Database normalization is important to us.

The database is updated daily / hourly using a CSV file (which is generated by another app). Each record in the CSV file is identified by the idStates and idAreaCode columns.

Hence it is preferred that the primary key used in City, rather than be auto-incremented, is the same for every city, even if the table is deleted and refreshed again. Zip codes (or pin codes) and area codes (or STD codes) meet the criteria of being unique and static (don't change often) and a ready list of these are easily available. (We decided on area codes for now because India is in the process of updating its pin codes to a new format.)

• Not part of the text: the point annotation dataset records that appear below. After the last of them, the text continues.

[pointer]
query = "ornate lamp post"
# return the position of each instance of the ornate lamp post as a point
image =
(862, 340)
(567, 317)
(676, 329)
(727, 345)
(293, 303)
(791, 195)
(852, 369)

PS: We decided to handle this at the application level instead of making changes to the database design. In the database we will only be storing one record for Chandigarh. In the application we created a flag for any search for Chandigarh Punjab or Chandigarh Haryana to redirect to this record. It's an acceptable compromise since this is the ONLY exception we've come across.

Upvotes: 2

Views: 7842

Answers (8)

Magician
Magician

Reputation: 2123

Add another table, Countries.

Your problem is an example why database normalization is important. You can't just mix and match different keys to one column.

Countries

+------------+--------------+
| country_id | country_name |
+------------+--------------+

States

+------------+----------+------------+
| country_id | state_id | state_name |
+------------+----------+------------+

Cities

+------------+----------+---------+-----------+
| country_id | state_id | city_id | city_name |
+------------+----------+---------+-----------+

Data

+------------+----------+---------+---------+----------+
| country_id | state_id | city_id | data_id | your_CSV |
+------------+----------+---------+---------+----------+

The bold fields are primary keys. Enter a standard country_id like 1 for US, 91 for India, and so on. city_id should also use their standard id.

You can then find things belonging to each other fast with minimal overhead. All data can be entered directly into Data, which is thus serving as one entry point, storing all the data in a single spot. If your database supports partitioning, you can partition tables according to country_id or country_id+state_id to a couple of server arrays; thus it will also speed up your database performance considerably. Contries, States and Cities won't make much of a hit on server load and will only serve as reference. You will mainly be working on Data. You can add data as much as you wish, without any duplicates.

If you only have one datum per city, you can omit Data and move CSV_data to Cities:

Cities

+------------+----------+---------+-----------+----------+
| country_id | state_id | city_id | city_name | CSV_data |
+------------+----------+---------+-----------+----------+

Upvotes: 2

mP.
mP.

Reputation: 18266

Introduce a surrogate key.

What are you going to do when area codes change numbers or get split? Using a business key as a primary key almost always is a mistake.

Your summary is another example of why.

Upvotes: 1

Adam Robinson
Adam Robinson

Reputation: 185703

If you add a column to the key so that you can add an additional record for a given city then you're not properly normalizing your data. Given that a city can be a member of multiple states, remove any reference to a state from Cities and add a StateCity table that relates states and cities (creating a m:m relationship).

Upvotes: 1

Roee Adler
Roee Adler

Reputation: 34010

Add a new primary key field to the Cities table that will be simply auto-incremental. The KISS methodology (keep it simple).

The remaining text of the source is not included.